Möglich seien "spiegelnde Maßnahmen" - also Kontosperrungen und Einreiseverbote, wie sie der Westen gegen ranghohe Politiker aus Russland und der Krim verhängt hat. Er zweifele nicht daran, dass dies bald geschehe, sagte Vizeaußenminister Sergej Rjabkow.

Infrage kämen aber auch "asymmetrische Schritte", falls Washington weiterhin auf Konfrontation setze. Damit sind nach Ansicht von Experten zum Beispiel Einschränkungen bei der Zusammenarbeit im Weltsicherheitsrat gemeint - wie bereits vom russischen UN-Botschafter Witali Tschurkin angedroht. Das könnte sich etwa auf die Lösungssuche im Streits um das iranische Atomprogramm auswirken.

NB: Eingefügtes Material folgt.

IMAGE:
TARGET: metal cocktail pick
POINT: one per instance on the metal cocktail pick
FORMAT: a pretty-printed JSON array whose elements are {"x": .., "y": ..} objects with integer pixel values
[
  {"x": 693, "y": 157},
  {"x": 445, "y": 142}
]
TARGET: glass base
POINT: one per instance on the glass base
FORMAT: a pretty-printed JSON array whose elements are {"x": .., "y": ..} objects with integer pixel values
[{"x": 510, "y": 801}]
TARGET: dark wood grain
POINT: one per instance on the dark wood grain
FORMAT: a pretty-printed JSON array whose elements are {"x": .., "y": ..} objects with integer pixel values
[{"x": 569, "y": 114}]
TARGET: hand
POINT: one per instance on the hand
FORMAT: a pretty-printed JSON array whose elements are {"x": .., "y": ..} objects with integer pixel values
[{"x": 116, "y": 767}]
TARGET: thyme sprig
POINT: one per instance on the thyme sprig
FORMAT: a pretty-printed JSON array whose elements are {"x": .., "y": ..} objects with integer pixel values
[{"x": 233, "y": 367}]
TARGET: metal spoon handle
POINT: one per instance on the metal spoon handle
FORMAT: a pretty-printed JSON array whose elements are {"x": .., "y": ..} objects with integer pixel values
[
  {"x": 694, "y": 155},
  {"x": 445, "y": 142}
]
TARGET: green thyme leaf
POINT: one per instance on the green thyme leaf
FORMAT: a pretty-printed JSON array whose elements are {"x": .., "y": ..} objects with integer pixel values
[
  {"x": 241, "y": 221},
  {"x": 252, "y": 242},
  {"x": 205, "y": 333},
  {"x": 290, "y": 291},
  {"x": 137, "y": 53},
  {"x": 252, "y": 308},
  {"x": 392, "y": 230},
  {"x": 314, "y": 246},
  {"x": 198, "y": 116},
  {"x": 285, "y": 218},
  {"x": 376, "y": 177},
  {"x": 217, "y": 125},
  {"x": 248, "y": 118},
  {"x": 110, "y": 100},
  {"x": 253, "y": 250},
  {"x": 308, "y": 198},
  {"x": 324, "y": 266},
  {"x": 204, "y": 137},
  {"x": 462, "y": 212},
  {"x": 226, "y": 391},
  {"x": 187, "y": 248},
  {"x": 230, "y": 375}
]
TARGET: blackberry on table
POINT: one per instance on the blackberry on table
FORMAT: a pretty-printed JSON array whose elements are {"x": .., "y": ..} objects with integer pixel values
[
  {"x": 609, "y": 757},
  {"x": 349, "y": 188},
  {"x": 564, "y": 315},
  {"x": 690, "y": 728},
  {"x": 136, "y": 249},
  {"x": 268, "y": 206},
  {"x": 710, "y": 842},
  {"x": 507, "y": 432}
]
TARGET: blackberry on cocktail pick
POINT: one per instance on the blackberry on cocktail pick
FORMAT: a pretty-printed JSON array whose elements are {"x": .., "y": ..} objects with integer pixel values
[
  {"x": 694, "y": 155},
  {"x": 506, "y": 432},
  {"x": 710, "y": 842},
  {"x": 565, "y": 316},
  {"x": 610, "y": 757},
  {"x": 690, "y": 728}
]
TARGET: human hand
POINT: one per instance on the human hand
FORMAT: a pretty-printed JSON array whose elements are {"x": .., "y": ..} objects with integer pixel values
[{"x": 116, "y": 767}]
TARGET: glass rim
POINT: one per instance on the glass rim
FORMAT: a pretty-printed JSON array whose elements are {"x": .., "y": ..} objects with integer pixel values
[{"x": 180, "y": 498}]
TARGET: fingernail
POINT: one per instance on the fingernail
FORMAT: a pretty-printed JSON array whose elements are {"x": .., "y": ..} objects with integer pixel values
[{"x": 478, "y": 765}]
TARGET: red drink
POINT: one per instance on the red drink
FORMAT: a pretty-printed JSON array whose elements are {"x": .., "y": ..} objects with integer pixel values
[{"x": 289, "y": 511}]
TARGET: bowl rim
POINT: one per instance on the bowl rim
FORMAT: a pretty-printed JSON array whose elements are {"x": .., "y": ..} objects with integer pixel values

Befürchtet wird auch, dass Russland Eigentum von westlichen Unternehmen beschlagnahmen lassen könnte. "Das wäre fatal für deutsche Unternehmen", warnte der Geschäftsführer des Ost-Ausschusses der deutschen Wirtschaft, Rainer Lindner. Unwahrscheinlich hingegen, dass Russland die Öl- und Gaslieferungen gen EU einschränkt - die Rohstoffgroßmacht ist zu abhängig von diesen Einnahmen.

Schon im Keim ersticken will Moskau hingegen weitere Maßnahmen der Europäer. So kündigte Russland Schadenersatzforderungen an, sollte Frankreich den Vertrag über die Lieferung von Mistral-Hubschrauberträgern auflösen. Das Verteidigungsministerium in Moskau zeigte sich demonstrativ gelassen. Mögliche Sanktionen des Westens würden die Modernisierung der Streitkräfte nicht beeinflussen, betonte Vizeminister Juri Borissow.